The Armenian Forum
"The Arev Armenian Folk Ensemble, drawing upon the semiotic powers of music, has recently released a powerful recording of Armenian music dedicated to the victims of the Armenian Genocide. In many ways, the message of the recording is twofold: it stands in testimony to an Armenia that no longer exists, yet, with its repeated allusions to the sun (arev in Armenian) and daybreak, provides hope for a new beginning. Arev's task here is not a simple one, for all too often these sorts of ambitions fall prey to hackneyed, commonplace evocations of grief and mourning - cheap tricks in exchange for your tears. However, the skillful Arev ensemble approaches the recording with a refreshing dignity and aplomb that takes the listener on a journey through indigenous Armenian music in its purest state, free from the common infusions of Russian, Turkish, and Arabic elements that only remind one of oppressors past. Under the direction of Martin Haroutunian, the Massachusetts-based Arev ensemble displays remarkable talent and ingenuity in the interpretation of the cherished folk songs on the recording. The main instruments on display - the duduk, zurna, dhol, and ud - in addition to other traditional Armenian instruments, receive the most virtuosic treatment in the able hands of Haroutunian, John Kozelian, Markos Shahbazyan, and Garo Der Hagopian. Ani Zargarian leads the vocals with a well-controlled voice free of overwrought embellishment, yet capable of a range of affects, from heart-rending yearning to the most joyous calls of celebration. Beautiful depth is provided by the adroit harmonies of background vocalist Tamar Melkonian." - Sylvia Alajaji
The Armenian Weekly
Raffi Meneshian, CEO and Founder of Pomegranate Records writes: "The self-titled recording debut of the Arev Folk Ensemble is an ambitious project that attempts to pay homage to up-tempo classic Armenian folk songs with (surprise, surprise) real Armenian folk instruments. ...the Arev Armenian Folk Ensemble is a welcome entry into the current Armenian music market. While many semi-professional Armenian musical ensembles have been long on ambition and short on talent, Arev challenges that notion with a thought-provoking and ultimately satisfying album. ...I must admit that the Arev Armenian Folk Ensemble caught me a bit flat-footed. Assuming it was just another mediocre Armenian-American attempt at capturing folk music that no longer really exists in present day Armenia, this disc proved that Armenian musical fire still exists. ...the Arev Armenian Folk Ensemble wears their heart on its sleeve...and in the process have created a dignified and daring debut."

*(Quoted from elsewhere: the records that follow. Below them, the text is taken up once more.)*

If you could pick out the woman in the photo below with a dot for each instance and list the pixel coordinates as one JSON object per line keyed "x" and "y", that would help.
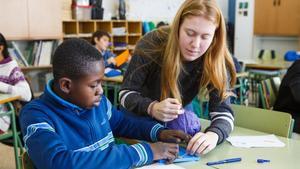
{"x": 171, "y": 65}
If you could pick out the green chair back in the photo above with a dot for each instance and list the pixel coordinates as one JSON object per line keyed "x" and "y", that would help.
{"x": 267, "y": 93}
{"x": 268, "y": 121}
{"x": 13, "y": 133}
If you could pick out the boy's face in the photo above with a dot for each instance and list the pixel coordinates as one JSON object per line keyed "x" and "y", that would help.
{"x": 102, "y": 43}
{"x": 86, "y": 91}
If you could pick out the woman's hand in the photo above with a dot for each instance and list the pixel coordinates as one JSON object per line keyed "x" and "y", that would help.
{"x": 166, "y": 110}
{"x": 174, "y": 136}
{"x": 111, "y": 60}
{"x": 202, "y": 143}
{"x": 166, "y": 151}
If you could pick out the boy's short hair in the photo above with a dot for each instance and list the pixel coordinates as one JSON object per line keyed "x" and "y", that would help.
{"x": 73, "y": 58}
{"x": 98, "y": 35}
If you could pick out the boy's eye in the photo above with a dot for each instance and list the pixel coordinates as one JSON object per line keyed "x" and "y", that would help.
{"x": 205, "y": 36}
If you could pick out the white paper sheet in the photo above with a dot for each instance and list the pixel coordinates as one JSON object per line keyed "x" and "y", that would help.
{"x": 161, "y": 166}
{"x": 255, "y": 141}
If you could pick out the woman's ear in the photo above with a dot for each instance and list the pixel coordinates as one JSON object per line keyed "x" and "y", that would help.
{"x": 96, "y": 39}
{"x": 65, "y": 85}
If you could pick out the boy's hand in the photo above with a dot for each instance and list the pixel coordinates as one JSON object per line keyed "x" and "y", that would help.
{"x": 202, "y": 143}
{"x": 111, "y": 60}
{"x": 173, "y": 136}
{"x": 167, "y": 151}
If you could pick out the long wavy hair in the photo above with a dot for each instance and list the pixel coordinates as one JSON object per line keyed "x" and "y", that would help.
{"x": 218, "y": 63}
{"x": 217, "y": 59}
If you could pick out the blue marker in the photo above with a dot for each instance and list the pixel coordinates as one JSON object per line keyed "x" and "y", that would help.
{"x": 262, "y": 161}
{"x": 230, "y": 160}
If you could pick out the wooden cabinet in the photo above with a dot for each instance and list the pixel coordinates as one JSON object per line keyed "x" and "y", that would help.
{"x": 124, "y": 34}
{"x": 30, "y": 19}
{"x": 277, "y": 17}
{"x": 13, "y": 22}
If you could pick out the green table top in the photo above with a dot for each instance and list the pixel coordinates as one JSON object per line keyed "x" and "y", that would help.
{"x": 287, "y": 157}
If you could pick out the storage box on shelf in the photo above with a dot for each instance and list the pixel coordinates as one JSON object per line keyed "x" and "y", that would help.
{"x": 125, "y": 34}
{"x": 34, "y": 58}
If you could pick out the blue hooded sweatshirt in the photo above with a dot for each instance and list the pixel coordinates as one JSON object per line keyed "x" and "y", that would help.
{"x": 58, "y": 134}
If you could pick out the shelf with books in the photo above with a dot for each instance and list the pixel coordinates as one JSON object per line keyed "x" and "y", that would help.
{"x": 34, "y": 59}
{"x": 124, "y": 34}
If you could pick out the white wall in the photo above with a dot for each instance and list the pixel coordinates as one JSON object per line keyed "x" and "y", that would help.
{"x": 279, "y": 44}
{"x": 151, "y": 10}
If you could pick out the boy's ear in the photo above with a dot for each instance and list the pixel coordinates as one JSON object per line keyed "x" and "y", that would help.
{"x": 65, "y": 84}
{"x": 96, "y": 39}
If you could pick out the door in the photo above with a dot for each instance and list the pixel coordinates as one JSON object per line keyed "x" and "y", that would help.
{"x": 288, "y": 18}
{"x": 265, "y": 17}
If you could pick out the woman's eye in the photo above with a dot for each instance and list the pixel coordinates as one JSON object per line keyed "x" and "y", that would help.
{"x": 189, "y": 33}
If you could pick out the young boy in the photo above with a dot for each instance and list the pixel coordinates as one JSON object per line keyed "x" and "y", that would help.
{"x": 73, "y": 126}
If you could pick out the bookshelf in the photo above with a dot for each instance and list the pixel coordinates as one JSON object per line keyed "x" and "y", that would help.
{"x": 34, "y": 59}
{"x": 124, "y": 34}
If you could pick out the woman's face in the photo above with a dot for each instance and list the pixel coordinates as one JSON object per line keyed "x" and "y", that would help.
{"x": 195, "y": 36}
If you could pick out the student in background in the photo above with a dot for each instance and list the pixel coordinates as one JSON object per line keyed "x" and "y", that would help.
{"x": 72, "y": 125}
{"x": 12, "y": 81}
{"x": 100, "y": 40}
{"x": 170, "y": 67}
{"x": 288, "y": 99}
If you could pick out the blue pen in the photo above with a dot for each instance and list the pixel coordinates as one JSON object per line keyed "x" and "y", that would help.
{"x": 262, "y": 161}
{"x": 230, "y": 160}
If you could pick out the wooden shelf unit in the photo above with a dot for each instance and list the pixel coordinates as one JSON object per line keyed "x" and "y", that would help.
{"x": 85, "y": 29}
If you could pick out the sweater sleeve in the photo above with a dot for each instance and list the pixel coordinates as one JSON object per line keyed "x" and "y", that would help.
{"x": 142, "y": 128}
{"x": 130, "y": 93}
{"x": 47, "y": 149}
{"x": 221, "y": 116}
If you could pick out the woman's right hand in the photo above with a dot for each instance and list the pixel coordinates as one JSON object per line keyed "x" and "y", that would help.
{"x": 162, "y": 150}
{"x": 166, "y": 110}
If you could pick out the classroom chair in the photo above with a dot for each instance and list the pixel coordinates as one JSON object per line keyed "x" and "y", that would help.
{"x": 268, "y": 121}
{"x": 268, "y": 91}
{"x": 13, "y": 133}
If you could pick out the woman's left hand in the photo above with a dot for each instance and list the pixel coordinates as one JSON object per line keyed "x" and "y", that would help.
{"x": 202, "y": 143}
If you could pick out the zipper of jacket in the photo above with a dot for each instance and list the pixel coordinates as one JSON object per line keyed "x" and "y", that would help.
{"x": 93, "y": 136}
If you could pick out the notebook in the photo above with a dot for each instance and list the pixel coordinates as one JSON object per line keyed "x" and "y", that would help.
{"x": 183, "y": 157}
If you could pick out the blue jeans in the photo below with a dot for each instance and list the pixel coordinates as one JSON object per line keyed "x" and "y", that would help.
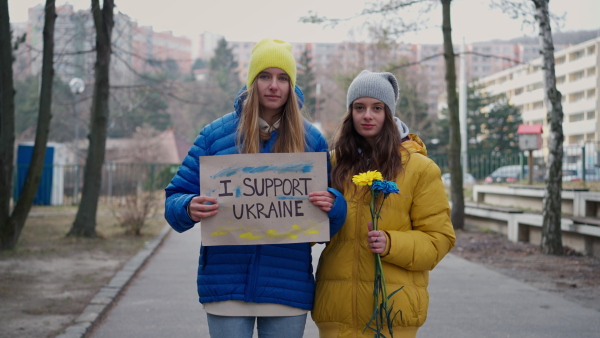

(The full review is available in "The Armenian Weekly" Vol. 69 No. 17)
Arev Ensemble Releases Debut Recording
By Christian Garbis
A phenomenal collection of Armenian folk and patriotic songs has just been released. Performed by the Arev Armenian Folk Ensemble, the recording is self produced and is being promoted by the Hamazkayin Cultural and Educational Association.
The musical director of Arev Ensemble and founding member is Martin Haroutunian, who has studied music in Armenia and is featured on duduk, shvi, and zurna, among other classical Armenian instruments. Haroutunian has been playing in the Boston area for several years and is perhaps the only expert duduk performer in the Greater Boston Armenian community. He is accompanied by the talented Garo Der Hagopian on duduk and zurna.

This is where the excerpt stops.